EXAMPLE 4 preparation of Levoalbuterol hydrochloride
372g of the compound (R) -2- (tert-butylamine) -1- (2, 2-dimethyl-4H-benzo [ D ] [1,3] dioxin-6-yl) ethanol D- (+) -malate obtained in example 3 was added to a 5000mL beaker, 1500mL of purified water was added, the solution was stirred and dissolved, 1500mL of methylene chloride was further added, and the mixture was cooled in an ice bath. Adding a proper amount of strong ammonia water slowly under stirring, adjusting the pH of the water phase to 9-10, continuously stirring for 30min, standing and layering. The organic layer was separated and collected, and the aqueous layer was added with 1000ml of dichloromethane, followed by stirring for 10min and allowed to stand for delamination. The organic layers were separated and collected, the organic layers were combined, 2000ml of saturated sodium chloride solution was added to the organic layers, stirred for 30min, allowed to stand for delamination, the organic layers were collected, dried over a suitable amount of anhydrous sodium sulfate, filtered, washed with dichloromethane, and the filtrate was collected.

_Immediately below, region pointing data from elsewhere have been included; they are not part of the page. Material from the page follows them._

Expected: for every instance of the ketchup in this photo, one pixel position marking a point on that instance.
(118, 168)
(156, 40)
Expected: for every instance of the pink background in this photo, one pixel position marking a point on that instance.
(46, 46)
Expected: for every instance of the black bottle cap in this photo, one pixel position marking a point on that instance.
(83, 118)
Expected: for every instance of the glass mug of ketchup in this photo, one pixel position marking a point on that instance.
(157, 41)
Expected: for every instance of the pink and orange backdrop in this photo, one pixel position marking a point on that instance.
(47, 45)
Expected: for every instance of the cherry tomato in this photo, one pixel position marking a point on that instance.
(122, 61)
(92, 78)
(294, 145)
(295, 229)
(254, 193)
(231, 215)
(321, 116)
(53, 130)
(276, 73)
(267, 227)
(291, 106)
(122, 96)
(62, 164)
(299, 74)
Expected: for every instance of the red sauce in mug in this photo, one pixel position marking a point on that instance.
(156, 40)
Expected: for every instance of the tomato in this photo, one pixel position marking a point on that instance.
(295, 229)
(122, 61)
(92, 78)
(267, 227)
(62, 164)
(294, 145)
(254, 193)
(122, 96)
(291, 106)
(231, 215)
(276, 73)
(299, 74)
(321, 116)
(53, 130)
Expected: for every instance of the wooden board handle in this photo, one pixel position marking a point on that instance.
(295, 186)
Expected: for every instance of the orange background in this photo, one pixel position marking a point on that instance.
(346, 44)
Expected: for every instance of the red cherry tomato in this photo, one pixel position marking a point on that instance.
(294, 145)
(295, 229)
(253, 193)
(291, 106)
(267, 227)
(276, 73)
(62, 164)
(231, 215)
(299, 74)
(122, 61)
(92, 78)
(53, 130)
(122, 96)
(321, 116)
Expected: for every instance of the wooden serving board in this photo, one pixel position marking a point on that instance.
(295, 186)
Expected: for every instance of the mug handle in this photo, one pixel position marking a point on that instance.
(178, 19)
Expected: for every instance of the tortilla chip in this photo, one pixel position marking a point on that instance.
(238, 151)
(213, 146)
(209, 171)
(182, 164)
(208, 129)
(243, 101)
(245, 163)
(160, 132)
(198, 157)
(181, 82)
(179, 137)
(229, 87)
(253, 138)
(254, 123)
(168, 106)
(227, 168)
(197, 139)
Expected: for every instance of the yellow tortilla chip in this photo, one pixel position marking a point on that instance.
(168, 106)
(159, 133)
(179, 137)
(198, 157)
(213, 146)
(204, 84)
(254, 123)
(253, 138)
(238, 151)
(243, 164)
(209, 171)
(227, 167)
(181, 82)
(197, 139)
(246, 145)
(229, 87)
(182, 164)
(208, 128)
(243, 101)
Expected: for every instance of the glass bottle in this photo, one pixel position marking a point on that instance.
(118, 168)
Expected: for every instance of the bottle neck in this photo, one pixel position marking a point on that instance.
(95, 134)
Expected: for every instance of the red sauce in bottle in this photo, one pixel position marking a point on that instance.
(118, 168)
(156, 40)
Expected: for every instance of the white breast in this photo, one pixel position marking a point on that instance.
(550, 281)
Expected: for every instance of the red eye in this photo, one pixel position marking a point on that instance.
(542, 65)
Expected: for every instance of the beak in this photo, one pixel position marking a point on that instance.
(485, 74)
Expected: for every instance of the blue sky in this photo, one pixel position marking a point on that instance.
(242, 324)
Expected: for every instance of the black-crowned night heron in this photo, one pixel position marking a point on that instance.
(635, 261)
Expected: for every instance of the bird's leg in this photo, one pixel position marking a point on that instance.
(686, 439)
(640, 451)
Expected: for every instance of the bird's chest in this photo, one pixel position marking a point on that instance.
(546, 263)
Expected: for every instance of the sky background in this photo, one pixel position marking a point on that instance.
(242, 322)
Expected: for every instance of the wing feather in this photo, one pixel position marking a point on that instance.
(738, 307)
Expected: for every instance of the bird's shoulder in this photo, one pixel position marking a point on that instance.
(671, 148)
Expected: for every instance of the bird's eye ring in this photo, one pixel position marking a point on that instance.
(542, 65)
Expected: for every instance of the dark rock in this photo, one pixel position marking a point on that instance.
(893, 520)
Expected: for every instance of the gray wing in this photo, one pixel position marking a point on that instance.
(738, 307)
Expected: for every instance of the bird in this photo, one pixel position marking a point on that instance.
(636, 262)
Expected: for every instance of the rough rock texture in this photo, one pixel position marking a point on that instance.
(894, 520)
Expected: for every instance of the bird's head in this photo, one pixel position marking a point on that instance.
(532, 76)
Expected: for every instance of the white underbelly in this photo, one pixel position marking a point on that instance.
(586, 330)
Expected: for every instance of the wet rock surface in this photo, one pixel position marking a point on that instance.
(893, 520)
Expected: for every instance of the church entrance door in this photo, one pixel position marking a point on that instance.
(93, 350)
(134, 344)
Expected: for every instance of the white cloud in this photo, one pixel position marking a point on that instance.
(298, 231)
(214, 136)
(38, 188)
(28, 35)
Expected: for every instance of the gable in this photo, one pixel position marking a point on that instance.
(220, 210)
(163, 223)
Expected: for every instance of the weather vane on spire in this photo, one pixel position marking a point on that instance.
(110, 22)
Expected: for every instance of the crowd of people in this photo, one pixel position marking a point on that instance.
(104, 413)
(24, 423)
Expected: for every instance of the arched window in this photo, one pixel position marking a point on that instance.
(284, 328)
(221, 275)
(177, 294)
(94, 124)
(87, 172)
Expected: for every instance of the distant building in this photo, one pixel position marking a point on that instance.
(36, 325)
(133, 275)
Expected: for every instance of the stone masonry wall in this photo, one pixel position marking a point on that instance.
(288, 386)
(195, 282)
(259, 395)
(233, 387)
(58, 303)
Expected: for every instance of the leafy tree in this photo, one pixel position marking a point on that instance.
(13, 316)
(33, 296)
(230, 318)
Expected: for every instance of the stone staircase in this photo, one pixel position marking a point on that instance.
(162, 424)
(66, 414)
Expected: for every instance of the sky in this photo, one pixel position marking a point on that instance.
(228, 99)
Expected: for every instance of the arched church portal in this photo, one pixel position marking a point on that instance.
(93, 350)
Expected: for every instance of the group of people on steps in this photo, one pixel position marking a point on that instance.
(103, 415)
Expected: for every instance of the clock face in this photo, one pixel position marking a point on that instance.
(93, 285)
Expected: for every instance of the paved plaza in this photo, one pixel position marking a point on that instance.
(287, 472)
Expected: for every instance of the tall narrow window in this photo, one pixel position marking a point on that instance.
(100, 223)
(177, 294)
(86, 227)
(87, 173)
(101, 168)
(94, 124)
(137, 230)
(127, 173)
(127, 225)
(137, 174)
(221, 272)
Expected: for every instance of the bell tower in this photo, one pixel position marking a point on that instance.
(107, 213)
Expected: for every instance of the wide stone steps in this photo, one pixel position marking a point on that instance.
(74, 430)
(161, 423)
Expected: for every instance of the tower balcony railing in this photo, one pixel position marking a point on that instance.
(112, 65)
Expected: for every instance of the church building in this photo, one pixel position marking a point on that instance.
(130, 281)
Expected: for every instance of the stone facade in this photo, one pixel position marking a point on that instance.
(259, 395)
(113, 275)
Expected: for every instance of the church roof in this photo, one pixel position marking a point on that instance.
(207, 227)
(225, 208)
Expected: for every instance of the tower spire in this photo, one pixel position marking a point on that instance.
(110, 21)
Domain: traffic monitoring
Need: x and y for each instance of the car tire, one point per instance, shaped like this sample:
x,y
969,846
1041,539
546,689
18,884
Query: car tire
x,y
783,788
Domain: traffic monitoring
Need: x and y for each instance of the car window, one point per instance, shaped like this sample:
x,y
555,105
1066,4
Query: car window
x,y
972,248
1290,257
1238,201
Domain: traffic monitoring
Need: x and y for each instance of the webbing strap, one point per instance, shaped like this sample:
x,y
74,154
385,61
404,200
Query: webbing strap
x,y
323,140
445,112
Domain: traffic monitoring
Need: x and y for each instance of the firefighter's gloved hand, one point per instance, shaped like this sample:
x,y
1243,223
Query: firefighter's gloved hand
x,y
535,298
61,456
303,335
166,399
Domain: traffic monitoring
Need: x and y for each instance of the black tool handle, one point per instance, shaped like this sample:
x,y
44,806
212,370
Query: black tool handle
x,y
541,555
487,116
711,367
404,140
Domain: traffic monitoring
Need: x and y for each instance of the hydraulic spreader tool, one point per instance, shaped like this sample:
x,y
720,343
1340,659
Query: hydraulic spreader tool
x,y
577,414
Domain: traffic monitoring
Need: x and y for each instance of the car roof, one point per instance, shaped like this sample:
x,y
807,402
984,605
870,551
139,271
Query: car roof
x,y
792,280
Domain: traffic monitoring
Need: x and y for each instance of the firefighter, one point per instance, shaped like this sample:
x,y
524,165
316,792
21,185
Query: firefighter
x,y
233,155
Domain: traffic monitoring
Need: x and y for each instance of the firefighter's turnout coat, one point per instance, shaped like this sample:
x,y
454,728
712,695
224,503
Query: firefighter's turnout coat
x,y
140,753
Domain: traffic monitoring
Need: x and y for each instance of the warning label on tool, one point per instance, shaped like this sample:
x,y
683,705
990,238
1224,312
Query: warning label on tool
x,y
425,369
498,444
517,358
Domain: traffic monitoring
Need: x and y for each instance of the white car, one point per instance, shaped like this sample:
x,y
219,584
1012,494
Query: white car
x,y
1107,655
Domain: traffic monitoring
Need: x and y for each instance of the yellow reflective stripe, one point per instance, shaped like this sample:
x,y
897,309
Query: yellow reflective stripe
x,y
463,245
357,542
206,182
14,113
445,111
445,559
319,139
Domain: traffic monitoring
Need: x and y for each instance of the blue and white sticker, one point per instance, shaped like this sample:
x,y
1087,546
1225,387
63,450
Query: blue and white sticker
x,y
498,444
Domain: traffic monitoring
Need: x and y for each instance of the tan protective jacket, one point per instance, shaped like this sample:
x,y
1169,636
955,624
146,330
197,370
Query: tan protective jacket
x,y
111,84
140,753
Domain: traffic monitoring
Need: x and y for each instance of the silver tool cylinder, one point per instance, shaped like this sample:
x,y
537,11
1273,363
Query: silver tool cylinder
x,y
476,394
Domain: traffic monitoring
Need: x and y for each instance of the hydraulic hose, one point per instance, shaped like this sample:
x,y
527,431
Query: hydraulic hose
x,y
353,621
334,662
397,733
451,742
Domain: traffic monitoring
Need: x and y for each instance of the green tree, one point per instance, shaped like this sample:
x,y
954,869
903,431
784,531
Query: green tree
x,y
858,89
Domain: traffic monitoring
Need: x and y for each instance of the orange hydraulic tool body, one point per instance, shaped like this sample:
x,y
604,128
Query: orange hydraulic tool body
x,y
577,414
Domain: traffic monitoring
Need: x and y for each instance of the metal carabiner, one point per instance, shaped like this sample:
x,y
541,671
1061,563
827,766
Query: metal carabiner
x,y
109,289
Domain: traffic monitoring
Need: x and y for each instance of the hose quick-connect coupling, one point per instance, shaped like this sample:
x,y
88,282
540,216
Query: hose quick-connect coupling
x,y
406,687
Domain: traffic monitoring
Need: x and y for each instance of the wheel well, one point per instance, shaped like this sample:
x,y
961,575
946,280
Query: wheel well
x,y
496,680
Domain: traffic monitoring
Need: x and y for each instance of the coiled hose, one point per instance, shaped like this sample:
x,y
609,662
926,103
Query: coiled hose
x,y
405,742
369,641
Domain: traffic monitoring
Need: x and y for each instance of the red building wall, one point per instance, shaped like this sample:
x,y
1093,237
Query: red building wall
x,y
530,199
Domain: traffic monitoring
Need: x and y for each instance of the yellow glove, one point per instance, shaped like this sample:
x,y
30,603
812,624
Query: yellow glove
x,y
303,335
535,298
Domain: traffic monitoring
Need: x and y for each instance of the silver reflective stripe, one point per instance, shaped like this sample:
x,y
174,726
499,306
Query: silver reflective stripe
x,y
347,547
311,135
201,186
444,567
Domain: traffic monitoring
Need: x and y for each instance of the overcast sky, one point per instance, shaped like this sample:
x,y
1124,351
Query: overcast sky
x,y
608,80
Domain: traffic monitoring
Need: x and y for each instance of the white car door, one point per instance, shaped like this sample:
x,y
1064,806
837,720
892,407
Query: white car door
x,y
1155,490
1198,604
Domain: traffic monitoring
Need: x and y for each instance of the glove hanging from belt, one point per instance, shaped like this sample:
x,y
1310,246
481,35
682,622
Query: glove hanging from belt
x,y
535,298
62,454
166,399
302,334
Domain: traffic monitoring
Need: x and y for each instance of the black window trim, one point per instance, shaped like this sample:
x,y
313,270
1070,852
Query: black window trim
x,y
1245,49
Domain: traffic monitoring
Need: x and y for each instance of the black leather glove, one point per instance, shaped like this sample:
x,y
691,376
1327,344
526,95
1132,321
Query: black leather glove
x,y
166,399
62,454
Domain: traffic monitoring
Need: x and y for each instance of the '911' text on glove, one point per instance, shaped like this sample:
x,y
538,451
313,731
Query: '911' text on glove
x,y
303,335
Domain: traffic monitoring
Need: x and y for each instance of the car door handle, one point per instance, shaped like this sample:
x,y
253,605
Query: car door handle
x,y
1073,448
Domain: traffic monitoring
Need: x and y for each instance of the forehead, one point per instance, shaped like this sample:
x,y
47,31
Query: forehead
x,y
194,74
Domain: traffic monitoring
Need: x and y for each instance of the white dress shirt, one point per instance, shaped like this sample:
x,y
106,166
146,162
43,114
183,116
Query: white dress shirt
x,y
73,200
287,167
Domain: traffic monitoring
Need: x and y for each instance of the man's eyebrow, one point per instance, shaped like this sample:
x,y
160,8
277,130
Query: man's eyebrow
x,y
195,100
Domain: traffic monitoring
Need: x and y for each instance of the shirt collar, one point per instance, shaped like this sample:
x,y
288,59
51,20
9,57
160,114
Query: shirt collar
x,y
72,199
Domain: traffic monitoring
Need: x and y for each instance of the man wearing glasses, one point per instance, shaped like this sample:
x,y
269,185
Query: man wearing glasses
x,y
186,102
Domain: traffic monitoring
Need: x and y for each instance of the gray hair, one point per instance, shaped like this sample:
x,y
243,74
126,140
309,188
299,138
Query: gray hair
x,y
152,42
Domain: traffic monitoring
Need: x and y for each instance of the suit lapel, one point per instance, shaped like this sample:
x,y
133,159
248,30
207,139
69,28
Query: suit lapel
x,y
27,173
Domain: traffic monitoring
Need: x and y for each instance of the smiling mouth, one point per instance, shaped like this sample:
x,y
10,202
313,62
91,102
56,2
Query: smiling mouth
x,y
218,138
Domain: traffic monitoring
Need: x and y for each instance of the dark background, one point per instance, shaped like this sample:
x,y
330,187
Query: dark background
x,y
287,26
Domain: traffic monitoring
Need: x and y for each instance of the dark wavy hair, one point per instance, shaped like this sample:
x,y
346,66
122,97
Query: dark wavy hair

The filtrate is concentrated to about 1500mL by rotary evaporation, transferred into a 5000mL three-mouth bottle and placed in an ice bath for cooling to 5-15 ℃. About 110g of 30% hydrogen chloride ethanol solution was added dropwise under stirring, and after the completion of the dropwise addition, 2000mL of methyl tert-butyl ether was added dropwise under stirring, whereby a large amount of white solid was precipitated. After the addition, stirring for 3 hours at the temperature of 5-15 ℃, filtering, washing a filter cake by adding methyl tertiary butyl ether, collecting the filter cake, and drying to obtain 241.5g, wherein the yield is 97.3%. The purity was 99.95% by HPLC analysis, and the isomer content was not detected, see FIGS. 1-4. The total yield of the four-step reaction is 87.5 percent.